The microcrustacean Daphnia pulex is an important model for environmental, ecological, evolutionary and developmental genomics because its adaptive life history displays plasticity in response to environmental changes. Even though the whole‐genome sequence is available and omics data have actively accumulated for this species, the available tools for analyzing gene function have thus far been limited to RNAi (RNA interference) and TALEN (the transcription activator‐like effector nuclease) systems. The development of the CRISPR/Cas9 (clustered regularly interspaced short palindromic repeats/CRISPR‐associated 9) system is thus expected to further increase the genetic tractability of D. pulex and to advance the understanding of this species. In this study, we developed a genome editing system for D. pulex using CRISPR/Cas9 ribonucleoprotein complexes (Cas9 RNPs).
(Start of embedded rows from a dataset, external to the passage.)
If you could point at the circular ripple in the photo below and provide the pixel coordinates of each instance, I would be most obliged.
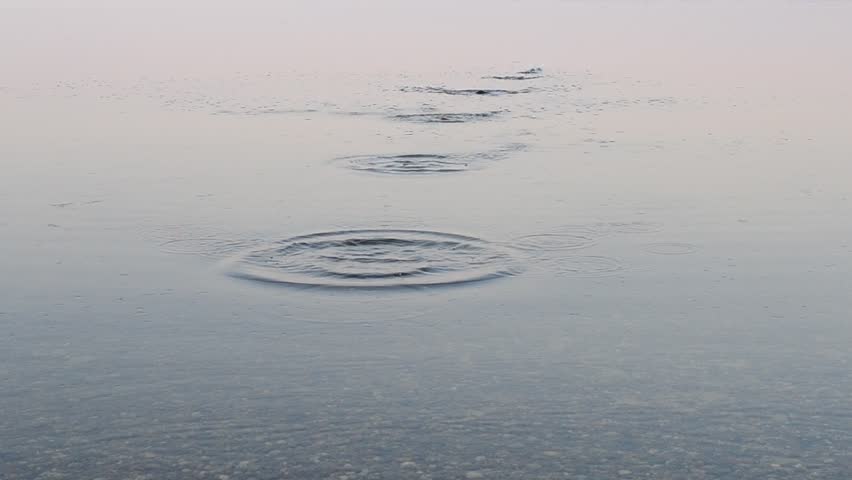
(446, 117)
(554, 241)
(408, 164)
(374, 259)
(588, 266)
(631, 227)
(671, 248)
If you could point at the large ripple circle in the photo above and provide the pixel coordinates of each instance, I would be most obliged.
(374, 259)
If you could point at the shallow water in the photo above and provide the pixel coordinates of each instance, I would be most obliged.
(297, 243)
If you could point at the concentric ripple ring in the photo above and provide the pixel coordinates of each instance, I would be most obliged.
(374, 259)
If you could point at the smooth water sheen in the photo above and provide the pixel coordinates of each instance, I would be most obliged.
(374, 259)
(550, 239)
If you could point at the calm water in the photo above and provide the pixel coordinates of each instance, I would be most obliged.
(384, 240)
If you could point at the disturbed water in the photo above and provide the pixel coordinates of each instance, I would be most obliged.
(542, 239)
(374, 259)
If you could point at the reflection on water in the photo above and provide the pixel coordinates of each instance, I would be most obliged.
(667, 241)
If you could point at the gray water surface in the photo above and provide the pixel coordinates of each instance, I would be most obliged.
(298, 242)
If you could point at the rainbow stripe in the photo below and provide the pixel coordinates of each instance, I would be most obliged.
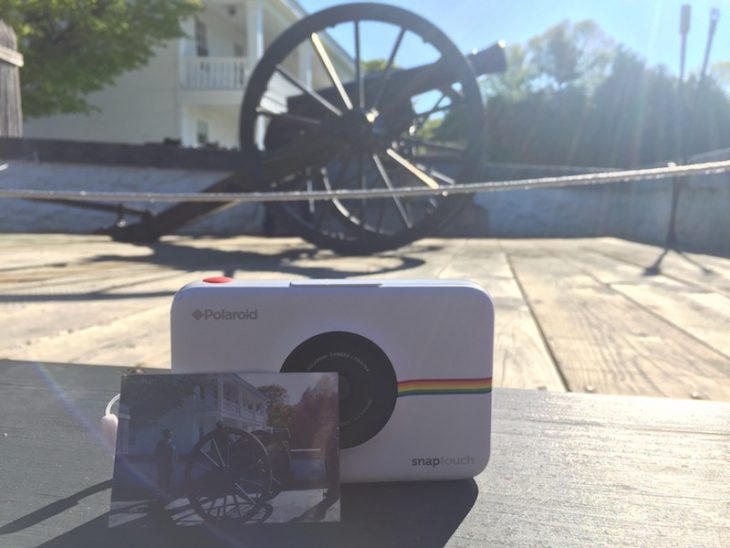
(431, 387)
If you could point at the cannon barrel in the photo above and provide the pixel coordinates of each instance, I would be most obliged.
(406, 83)
(438, 74)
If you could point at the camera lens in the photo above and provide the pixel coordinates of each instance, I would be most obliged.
(368, 387)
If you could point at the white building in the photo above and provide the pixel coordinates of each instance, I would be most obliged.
(193, 87)
(226, 398)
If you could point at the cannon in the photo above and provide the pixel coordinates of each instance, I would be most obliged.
(362, 124)
(232, 473)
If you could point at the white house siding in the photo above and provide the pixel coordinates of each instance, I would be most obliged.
(223, 123)
(140, 106)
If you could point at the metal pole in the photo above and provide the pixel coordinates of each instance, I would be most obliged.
(678, 182)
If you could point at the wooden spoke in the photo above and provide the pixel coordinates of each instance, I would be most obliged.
(289, 77)
(388, 68)
(319, 219)
(244, 494)
(386, 179)
(218, 452)
(414, 170)
(330, 68)
(431, 144)
(423, 117)
(359, 87)
(293, 118)
(207, 456)
(337, 203)
(363, 186)
(428, 113)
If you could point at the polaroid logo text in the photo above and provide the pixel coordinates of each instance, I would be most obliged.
(222, 314)
(433, 462)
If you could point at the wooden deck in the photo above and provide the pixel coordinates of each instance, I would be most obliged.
(584, 315)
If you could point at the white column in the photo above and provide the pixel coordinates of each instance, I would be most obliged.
(254, 30)
(255, 49)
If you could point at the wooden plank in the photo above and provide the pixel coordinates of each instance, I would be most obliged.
(521, 359)
(605, 343)
(98, 319)
(703, 314)
(565, 470)
(705, 271)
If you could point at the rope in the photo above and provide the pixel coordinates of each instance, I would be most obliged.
(707, 168)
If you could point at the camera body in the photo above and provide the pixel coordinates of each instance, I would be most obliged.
(414, 360)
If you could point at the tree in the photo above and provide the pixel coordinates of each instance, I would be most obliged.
(278, 410)
(595, 105)
(75, 47)
(314, 417)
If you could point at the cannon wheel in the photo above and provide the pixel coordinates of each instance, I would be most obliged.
(278, 450)
(376, 144)
(228, 475)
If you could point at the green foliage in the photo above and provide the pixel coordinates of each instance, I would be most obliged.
(74, 47)
(278, 410)
(571, 98)
(315, 416)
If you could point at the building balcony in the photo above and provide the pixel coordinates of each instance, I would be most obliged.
(215, 73)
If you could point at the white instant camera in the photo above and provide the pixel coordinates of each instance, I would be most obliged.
(414, 360)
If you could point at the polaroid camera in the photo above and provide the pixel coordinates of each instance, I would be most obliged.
(414, 360)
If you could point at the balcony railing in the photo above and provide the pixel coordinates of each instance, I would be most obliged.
(216, 73)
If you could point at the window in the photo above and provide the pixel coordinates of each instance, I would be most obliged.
(202, 135)
(201, 39)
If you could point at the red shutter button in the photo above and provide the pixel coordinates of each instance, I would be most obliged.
(217, 280)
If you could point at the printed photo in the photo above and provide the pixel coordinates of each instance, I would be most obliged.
(227, 449)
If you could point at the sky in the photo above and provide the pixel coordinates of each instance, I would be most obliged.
(647, 27)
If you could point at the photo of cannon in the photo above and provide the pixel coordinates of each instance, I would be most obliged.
(231, 473)
(382, 123)
(229, 449)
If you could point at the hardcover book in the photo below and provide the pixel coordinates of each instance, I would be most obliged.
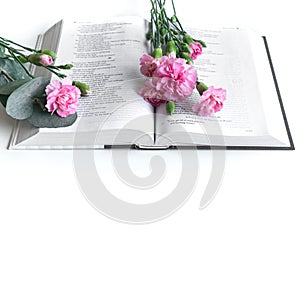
(106, 56)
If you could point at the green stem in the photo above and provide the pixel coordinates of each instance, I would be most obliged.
(20, 63)
(6, 75)
(24, 47)
(60, 75)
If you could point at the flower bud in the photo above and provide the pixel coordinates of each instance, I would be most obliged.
(174, 19)
(49, 52)
(40, 59)
(157, 53)
(170, 107)
(188, 39)
(149, 36)
(186, 48)
(66, 67)
(84, 88)
(22, 59)
(171, 47)
(201, 87)
(187, 57)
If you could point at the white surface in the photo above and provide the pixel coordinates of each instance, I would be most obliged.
(244, 245)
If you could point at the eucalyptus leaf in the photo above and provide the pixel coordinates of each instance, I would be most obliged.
(13, 68)
(20, 102)
(3, 99)
(2, 51)
(44, 119)
(8, 88)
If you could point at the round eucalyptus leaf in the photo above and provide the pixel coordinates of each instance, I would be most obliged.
(8, 88)
(44, 119)
(3, 99)
(2, 52)
(13, 68)
(20, 102)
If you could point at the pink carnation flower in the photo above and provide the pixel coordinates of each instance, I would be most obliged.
(62, 97)
(175, 78)
(148, 64)
(46, 60)
(211, 101)
(196, 49)
(151, 94)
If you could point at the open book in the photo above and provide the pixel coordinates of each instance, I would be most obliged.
(106, 56)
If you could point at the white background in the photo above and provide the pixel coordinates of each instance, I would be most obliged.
(244, 245)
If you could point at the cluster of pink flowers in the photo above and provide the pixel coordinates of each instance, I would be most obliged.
(196, 50)
(172, 78)
(62, 97)
(211, 101)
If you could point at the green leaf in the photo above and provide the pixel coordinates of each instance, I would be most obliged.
(3, 99)
(13, 68)
(20, 102)
(2, 51)
(44, 119)
(8, 88)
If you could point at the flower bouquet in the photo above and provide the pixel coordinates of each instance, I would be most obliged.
(41, 102)
(172, 75)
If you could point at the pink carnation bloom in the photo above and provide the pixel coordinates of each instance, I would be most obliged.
(196, 49)
(174, 78)
(62, 97)
(148, 64)
(211, 101)
(151, 94)
(46, 60)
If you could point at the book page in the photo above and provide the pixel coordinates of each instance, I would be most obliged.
(106, 56)
(227, 62)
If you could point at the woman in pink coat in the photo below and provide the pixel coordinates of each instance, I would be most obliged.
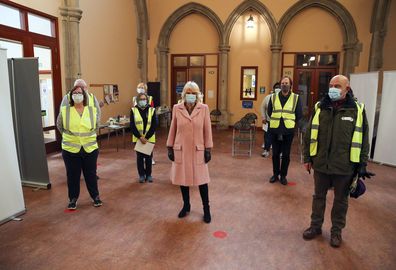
(189, 144)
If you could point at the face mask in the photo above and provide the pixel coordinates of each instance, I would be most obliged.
(334, 93)
(285, 88)
(78, 98)
(191, 98)
(142, 103)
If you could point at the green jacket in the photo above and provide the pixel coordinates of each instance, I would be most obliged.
(335, 137)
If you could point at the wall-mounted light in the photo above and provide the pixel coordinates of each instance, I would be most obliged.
(250, 22)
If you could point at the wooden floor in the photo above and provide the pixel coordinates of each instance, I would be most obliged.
(137, 227)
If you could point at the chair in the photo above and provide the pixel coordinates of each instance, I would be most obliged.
(242, 138)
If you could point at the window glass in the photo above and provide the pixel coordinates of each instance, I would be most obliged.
(306, 60)
(180, 61)
(196, 61)
(327, 59)
(10, 16)
(39, 25)
(14, 48)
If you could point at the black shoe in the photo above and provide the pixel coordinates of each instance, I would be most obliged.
(98, 202)
(207, 217)
(283, 180)
(72, 204)
(335, 240)
(274, 178)
(311, 233)
(184, 211)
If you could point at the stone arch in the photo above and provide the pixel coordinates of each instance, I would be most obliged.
(351, 46)
(165, 33)
(245, 6)
(143, 34)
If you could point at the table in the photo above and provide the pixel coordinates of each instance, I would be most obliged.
(117, 127)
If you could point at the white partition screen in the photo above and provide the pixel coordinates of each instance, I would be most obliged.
(11, 196)
(385, 148)
(365, 88)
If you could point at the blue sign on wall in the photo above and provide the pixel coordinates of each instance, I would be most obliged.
(247, 104)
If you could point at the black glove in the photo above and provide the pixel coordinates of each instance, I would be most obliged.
(363, 173)
(207, 156)
(171, 154)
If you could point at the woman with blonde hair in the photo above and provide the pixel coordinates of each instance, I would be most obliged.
(189, 147)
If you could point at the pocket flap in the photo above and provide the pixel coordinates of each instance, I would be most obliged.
(200, 147)
(177, 147)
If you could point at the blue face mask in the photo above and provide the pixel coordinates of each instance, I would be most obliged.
(142, 103)
(191, 98)
(334, 93)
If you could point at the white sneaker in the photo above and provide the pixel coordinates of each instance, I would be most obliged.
(265, 154)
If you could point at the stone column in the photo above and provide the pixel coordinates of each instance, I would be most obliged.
(224, 49)
(275, 63)
(163, 73)
(71, 16)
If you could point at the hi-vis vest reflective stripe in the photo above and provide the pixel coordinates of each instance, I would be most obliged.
(91, 100)
(357, 138)
(139, 123)
(287, 112)
(79, 131)
(150, 99)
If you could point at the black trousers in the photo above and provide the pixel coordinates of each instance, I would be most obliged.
(77, 162)
(341, 184)
(281, 145)
(203, 191)
(144, 164)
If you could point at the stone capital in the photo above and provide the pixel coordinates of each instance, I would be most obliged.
(276, 47)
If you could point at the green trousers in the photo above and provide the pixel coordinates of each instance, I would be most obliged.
(341, 184)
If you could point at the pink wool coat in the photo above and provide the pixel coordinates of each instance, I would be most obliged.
(189, 135)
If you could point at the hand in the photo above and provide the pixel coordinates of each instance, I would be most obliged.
(143, 140)
(171, 154)
(363, 173)
(308, 167)
(207, 156)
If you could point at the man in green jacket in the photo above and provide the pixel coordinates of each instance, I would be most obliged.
(336, 146)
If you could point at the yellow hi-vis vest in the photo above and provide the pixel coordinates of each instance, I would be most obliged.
(150, 99)
(79, 131)
(139, 123)
(287, 112)
(91, 100)
(357, 137)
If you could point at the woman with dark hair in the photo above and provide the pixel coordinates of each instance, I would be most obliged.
(143, 125)
(77, 122)
(189, 147)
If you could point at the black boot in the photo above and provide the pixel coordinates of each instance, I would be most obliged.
(186, 201)
(204, 191)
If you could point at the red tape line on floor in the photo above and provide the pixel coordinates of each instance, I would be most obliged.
(220, 234)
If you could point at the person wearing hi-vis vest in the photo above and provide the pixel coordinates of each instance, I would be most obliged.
(143, 124)
(78, 124)
(189, 147)
(336, 146)
(285, 111)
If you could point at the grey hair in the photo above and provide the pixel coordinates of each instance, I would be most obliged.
(193, 86)
(81, 83)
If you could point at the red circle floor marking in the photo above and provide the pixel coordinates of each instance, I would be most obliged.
(69, 211)
(220, 234)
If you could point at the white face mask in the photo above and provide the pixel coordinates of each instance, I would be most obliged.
(78, 98)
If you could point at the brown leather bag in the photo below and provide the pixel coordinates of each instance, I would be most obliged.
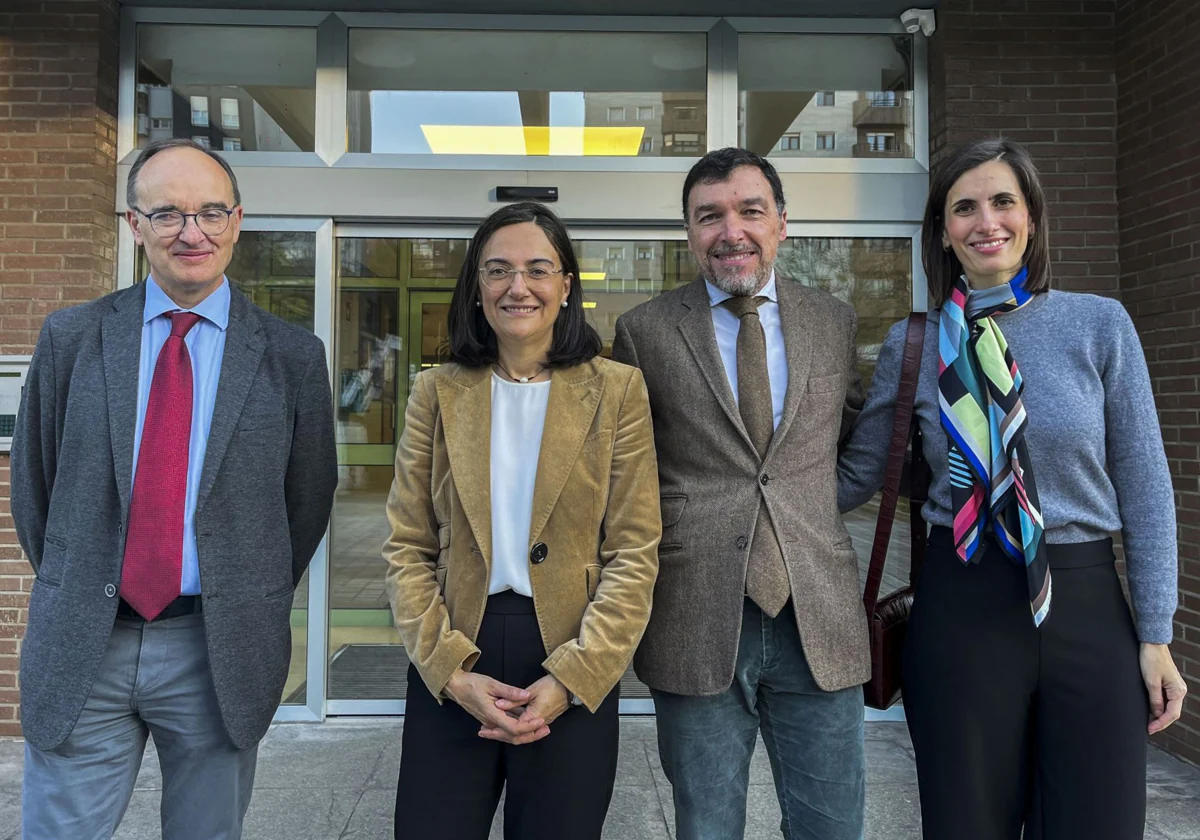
(888, 618)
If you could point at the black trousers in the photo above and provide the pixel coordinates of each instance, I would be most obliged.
(450, 779)
(1019, 725)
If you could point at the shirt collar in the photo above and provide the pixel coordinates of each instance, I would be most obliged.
(214, 309)
(717, 297)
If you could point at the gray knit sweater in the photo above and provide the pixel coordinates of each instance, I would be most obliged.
(1093, 438)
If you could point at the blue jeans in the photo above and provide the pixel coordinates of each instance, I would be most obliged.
(814, 739)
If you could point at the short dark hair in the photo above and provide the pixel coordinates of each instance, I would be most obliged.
(131, 187)
(942, 265)
(472, 339)
(718, 166)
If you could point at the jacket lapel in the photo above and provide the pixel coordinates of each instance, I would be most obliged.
(467, 406)
(239, 365)
(574, 399)
(121, 346)
(697, 333)
(798, 347)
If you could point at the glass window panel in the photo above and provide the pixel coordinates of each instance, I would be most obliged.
(841, 88)
(413, 93)
(871, 275)
(264, 78)
(199, 111)
(297, 687)
(231, 114)
(366, 660)
(277, 271)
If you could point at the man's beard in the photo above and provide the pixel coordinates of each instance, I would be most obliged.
(736, 283)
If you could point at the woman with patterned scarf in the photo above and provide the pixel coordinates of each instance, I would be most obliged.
(1029, 688)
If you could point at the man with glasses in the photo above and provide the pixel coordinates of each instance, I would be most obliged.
(173, 471)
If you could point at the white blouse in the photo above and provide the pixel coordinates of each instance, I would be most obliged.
(519, 417)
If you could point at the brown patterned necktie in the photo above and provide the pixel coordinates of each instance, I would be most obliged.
(766, 574)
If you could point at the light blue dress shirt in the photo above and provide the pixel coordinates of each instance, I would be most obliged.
(205, 345)
(726, 325)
We first assembled a CRISPR single‐guide RNA (sgRNA) specific to the Distal‐less gene (Dll), which encodes a homeodomain transcription factor essential for distal limb development in invertebrates and vertebrates. Then, we injected Cas9 RNPs into eggs and evaluated its activity in vivo by a T7 endonuclease I assay. Injected embryos showed defective formation of the second antenna and disordered development of appendages, and indel mutations were detected in Dll loci, indicating that this technique successfully knocked out the target gene.


Zootaxa | 2017

Rediscovery and redescription of the abyssal squat lobster Munidopsis petalorhyncha Baba, 2005 (Crustacea: Decapoda: Munidopsidae) from the Northwest Pacific

Tomoyuki Komai; Ivan Marin; Keiichi Kakui

A poorly known abyssal squat lobster, Munidopsis petalorhyncha Baba, 2005 [= Munidopsis subsquamosa latimana Birstein & Zarenkov, 1970], is redescribed on the basis of the holotype from the Kuril Trench at depths of 5060-5130 m and two recently collected specimens from off Japan at depths of 5353-5382 m. Examination of those specimens enabled us to reassess diagnostic characters of the species. Munidopsis petalorhyncha appears closest to M. thieli Türkay, 1975, known from abyssal plain of the eastern Atlantic, but the spinulose lateral margins of the rostrum, the presence of a distinct lateral eye spine, the presence of a distomesial spine on article 3 of the antennal peduncle and spinose ventral (flexor) margins of meri of pereopods 2-4 distinguish M. petalorhyncha from M. thieli.